When hackers attacked UK parliament email accounts in June, it was tempting to blame Russia. After all, it's been rather busy lately. However, it looks like people were pointing their fingers in the wrong direction. The Times has learned that British intelligence has pinned the campaign on Iran -- it'd be the country's first cyberattack against the UK, in fact. While the actual damage was relatively limited (about 30 Members of Parliament were compromised out of roughly 9,000 total accounts), the intrusion supports beliefs that Iran has become a serious player in cyberwarfare after years of being little more than a target. Officials aren't commenting on the attack, but there are a few theories as to why Iran would take this risk.

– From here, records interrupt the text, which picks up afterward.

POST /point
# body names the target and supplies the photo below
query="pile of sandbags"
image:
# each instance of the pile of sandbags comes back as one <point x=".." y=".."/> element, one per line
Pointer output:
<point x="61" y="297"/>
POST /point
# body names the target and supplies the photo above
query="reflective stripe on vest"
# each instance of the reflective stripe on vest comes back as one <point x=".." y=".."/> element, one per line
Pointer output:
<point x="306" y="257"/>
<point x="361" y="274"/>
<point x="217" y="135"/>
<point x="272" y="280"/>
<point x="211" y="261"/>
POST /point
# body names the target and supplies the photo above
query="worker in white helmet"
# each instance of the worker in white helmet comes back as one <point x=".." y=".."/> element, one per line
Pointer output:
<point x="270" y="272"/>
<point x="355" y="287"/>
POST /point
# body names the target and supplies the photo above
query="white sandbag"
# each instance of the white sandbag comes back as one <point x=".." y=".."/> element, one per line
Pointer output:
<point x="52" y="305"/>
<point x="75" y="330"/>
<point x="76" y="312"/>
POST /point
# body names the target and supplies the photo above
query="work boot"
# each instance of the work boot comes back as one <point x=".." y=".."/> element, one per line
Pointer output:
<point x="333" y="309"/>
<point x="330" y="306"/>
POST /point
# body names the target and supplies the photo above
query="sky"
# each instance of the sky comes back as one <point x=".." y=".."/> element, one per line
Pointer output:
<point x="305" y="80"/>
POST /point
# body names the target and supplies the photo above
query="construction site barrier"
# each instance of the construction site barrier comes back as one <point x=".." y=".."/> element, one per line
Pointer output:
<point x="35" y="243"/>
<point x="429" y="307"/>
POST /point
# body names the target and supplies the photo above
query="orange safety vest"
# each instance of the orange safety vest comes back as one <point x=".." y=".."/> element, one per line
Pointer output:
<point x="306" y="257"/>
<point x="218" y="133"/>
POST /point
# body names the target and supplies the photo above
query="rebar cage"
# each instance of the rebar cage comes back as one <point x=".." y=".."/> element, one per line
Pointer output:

One theory suggests that this was really an exploratory mission: Iran may have been looking for data that could compromise the UK's interests or force it to make concessions. Iran may have been looking for an advantage in trade, too. There's even the possibility that factions in Iran's Revolutionary Guard were trying to undermine the country's anti-nuclear proliferation deal in a bid to cancel it, giving officials the excuse they needed to resume full nuclear technology research.
It's that last part which has politicians worried. Reportedly, officials said the link between Iran and the cyberattack has "complicated" Prime Minister Theresa May's attempts to protect the nuclear deal. They didn't believe it changed the argument in favor of the deal (if anything, it shows why Iran must be contained), but it's no longer as simple as claiming that Iran has turned a corner.